Originally Posted by bookbug
The same reasons you feel comfortable for her exploring sex with a woman is true for exploring sex with a man. PEOPLE ARE NOT INTERCHANGEABLE! You seem to be under the misguided notion that because you and other men share the same type of plumbing that it is just a matter of your wife finding a guy with plumbing she likes better, etc. I can guarantee you that she married you for 1000 other reasons than your plumbing.
Now, the question I would ask, is do you and your wife have real issues in your marriage? Issues that could be exacerbated by adding new lovers. In regard to you adding a lover, it sounds like your marriage is very strong. But the only true danger I see, is if in fact you two have issues that haven't been fully resolved (outside the general insecurities many have when embarking on poly).

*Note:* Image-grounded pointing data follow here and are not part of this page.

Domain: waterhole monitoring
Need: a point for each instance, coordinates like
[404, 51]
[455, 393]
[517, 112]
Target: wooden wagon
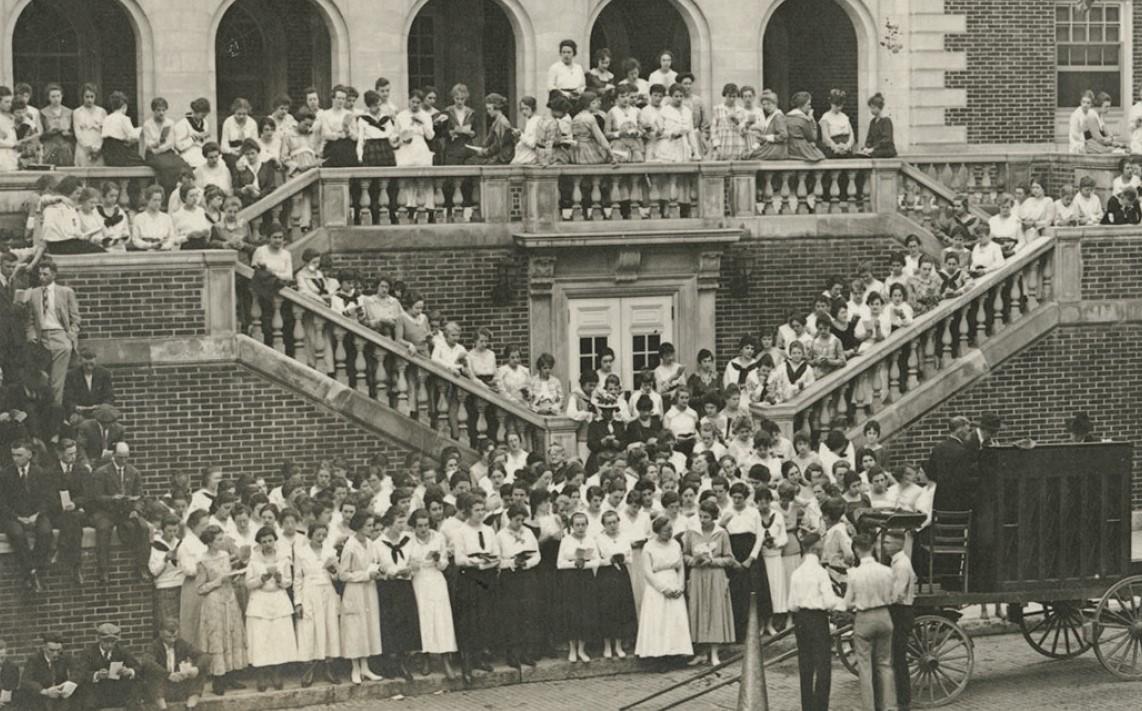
[1050, 536]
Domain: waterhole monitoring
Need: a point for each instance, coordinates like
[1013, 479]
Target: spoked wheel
[1117, 629]
[940, 661]
[1058, 630]
[844, 646]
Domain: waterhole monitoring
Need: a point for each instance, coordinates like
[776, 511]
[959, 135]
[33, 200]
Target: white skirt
[434, 609]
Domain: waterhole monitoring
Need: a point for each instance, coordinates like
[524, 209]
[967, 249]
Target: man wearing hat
[175, 669]
[101, 433]
[87, 386]
[109, 675]
[1080, 428]
[811, 599]
[115, 491]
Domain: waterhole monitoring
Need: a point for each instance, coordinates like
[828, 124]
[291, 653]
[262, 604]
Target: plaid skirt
[378, 152]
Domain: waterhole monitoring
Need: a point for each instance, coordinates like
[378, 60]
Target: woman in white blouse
[428, 558]
[153, 228]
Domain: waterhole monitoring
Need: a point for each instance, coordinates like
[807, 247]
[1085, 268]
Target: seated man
[175, 670]
[87, 386]
[46, 683]
[107, 673]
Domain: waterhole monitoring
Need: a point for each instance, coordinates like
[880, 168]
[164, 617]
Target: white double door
[632, 326]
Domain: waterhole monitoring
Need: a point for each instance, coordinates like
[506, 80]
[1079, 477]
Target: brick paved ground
[1008, 676]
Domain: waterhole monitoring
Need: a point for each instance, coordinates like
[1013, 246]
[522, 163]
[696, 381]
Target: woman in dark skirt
[547, 525]
[617, 617]
[519, 588]
[400, 622]
[474, 604]
[577, 563]
[744, 524]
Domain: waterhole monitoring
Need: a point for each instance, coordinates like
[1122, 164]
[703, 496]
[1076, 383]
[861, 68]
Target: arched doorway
[812, 46]
[265, 48]
[463, 41]
[641, 29]
[48, 47]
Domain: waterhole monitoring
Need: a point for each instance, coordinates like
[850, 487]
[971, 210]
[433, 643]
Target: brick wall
[1060, 368]
[1110, 268]
[786, 275]
[459, 284]
[1011, 70]
[134, 304]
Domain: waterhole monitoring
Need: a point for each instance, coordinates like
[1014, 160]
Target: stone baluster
[275, 325]
[402, 386]
[596, 198]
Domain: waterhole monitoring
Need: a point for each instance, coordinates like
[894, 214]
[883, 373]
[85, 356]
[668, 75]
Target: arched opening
[264, 48]
[812, 46]
[641, 29]
[463, 41]
[48, 47]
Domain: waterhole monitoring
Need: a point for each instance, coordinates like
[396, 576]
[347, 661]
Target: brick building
[954, 71]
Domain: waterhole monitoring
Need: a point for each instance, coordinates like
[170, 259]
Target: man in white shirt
[567, 75]
[811, 598]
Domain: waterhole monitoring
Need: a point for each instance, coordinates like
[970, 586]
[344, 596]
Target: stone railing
[916, 354]
[380, 368]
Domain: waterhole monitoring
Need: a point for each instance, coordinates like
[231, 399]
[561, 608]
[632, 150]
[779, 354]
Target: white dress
[319, 632]
[434, 607]
[664, 623]
[270, 636]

That is a good question...We have some residual resentment and unresolved issues in our marriage. Mostly related to communication (which poly has helped us as it has forced us to talk a lot!!), and we both have feelings around the limited intimacy we had over the last few years. She felt pressure to have intercourse and I felt rejected as I wanted sexual intimacy, not specifically intercourse. There are some medical issues and past traumas for her that have created a feeling of panic if someone needs her for their sexual needs. She hasn't had a libido in years (like zero libido), but when I went out and met my lover, her libido came back very strong!
She has felt safe to express her realization that she is more than likely poly, and this has been hard for me to process as I've been as patient as I think I could have been while she work on some of her past issues. But the dynamic that was created from us not connecting as an intimate couple built resentment between us.
So I think my vunerability is that I have wanted to be intimate with her for so very long, and it has taken me having sex with someone else to make that happen again. Now that we are having sex again, she wants to explore with other men. I don't feel secure enough I guess in our marriage to trust that she isn't ultimately exploring sexually with other men because she wants something different. It feeds on some insecurities I have around how satisfying our sex life together has been, giving the limited amount of sexual intimacy we have had for most of our marriage.